The main objective of this paper was to evaluate to what extent a graph-based neural network can predict human movement in a shared workspace. The literature analysis showed that graph-based models have not been applied to predict human movement in such spaces, yet they possess characteristics which are likely relevant to such tasks. The analysis found examples of similar spatiotemporal problems for which these graph-based models have been successfully applied, however, not for human movement prediction. This paper has selected and implemented a graph neural network to be applied to a workspace setting to evaluate the applicability of a graph-based model to the posed problem. Specifically, the model developed by Bai et al. [2] was selected based on the literature analysis. The model was further adapted to include learnable weights to better capture the spatial patterns and work sequences of the problem. This model was trained using simulation data supplied by employing a simulator already employed in other contexts, to simulate human movement in transportation hubs. The nature of the problem implies that historical data would be imbalanced towards low occupancy and this was reproduced in the simulated data.

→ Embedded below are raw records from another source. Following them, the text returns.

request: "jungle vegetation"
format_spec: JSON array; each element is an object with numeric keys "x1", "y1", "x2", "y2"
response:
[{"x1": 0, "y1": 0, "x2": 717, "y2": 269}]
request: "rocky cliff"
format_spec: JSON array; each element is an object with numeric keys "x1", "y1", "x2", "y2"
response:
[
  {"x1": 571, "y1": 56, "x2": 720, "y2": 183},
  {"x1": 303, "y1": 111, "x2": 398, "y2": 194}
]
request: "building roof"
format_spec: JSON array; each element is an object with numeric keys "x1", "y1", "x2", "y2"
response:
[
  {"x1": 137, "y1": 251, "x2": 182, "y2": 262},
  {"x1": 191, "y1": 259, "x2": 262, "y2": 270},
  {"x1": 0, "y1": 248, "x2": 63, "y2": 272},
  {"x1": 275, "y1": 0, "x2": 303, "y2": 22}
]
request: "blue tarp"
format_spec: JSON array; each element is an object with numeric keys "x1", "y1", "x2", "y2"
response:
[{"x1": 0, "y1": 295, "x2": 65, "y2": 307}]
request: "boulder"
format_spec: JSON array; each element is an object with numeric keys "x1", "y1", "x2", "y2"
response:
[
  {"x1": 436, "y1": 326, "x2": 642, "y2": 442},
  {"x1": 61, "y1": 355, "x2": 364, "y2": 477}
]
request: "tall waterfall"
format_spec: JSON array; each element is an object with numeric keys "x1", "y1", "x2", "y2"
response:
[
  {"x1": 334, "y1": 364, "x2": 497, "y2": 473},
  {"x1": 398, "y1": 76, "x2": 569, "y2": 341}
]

Based on the results, it can be concluded that the implemented graph neural network yields sufficiently accurate predictions in the short term, i.e. for up to 8 time steps (seconds). For longer time horizon, the model predictions gradually shift towards the average occupancy rate that is reflected on the data, and therefore, the predictions miss the specific spatial and temporal intricacies of the human movement. It was additionally shown that by adding learnable edge weights the graph-based model can learn better some of the underlying spatial dynamics in the data. The optimised weights improve the model performance but at the cost of generalizability. However, this is to be expected and can be mitigated in the future by training different models for different workspaces and work sequences. The inclusion of contextual information appeared to improve the performance of the model, but more investigation is needed regarding how best to include contextual information.

Overall, this paper contributes to safer and more efficient robot–human coexistence. It is shown that graph-based neural networks are applicable to human movement predictions in shared workspaces, specifically in the short term. Furthermore, graph-based approaches can be used to make context-aware predictions. These predictions can serve as input for the AMR planning in a shared workspace. By being able to anticipate the likely future human occupancy, improved planning can reduce the risk that robots encounter workers, forcing the robot to stop. Although graph models are promising, future research could explore additional ways to improve predictive performance, such as how the context information in a workspace can better be incorporated by the model or, how to combine the graph-based model with a planning- and/or physics-based approach.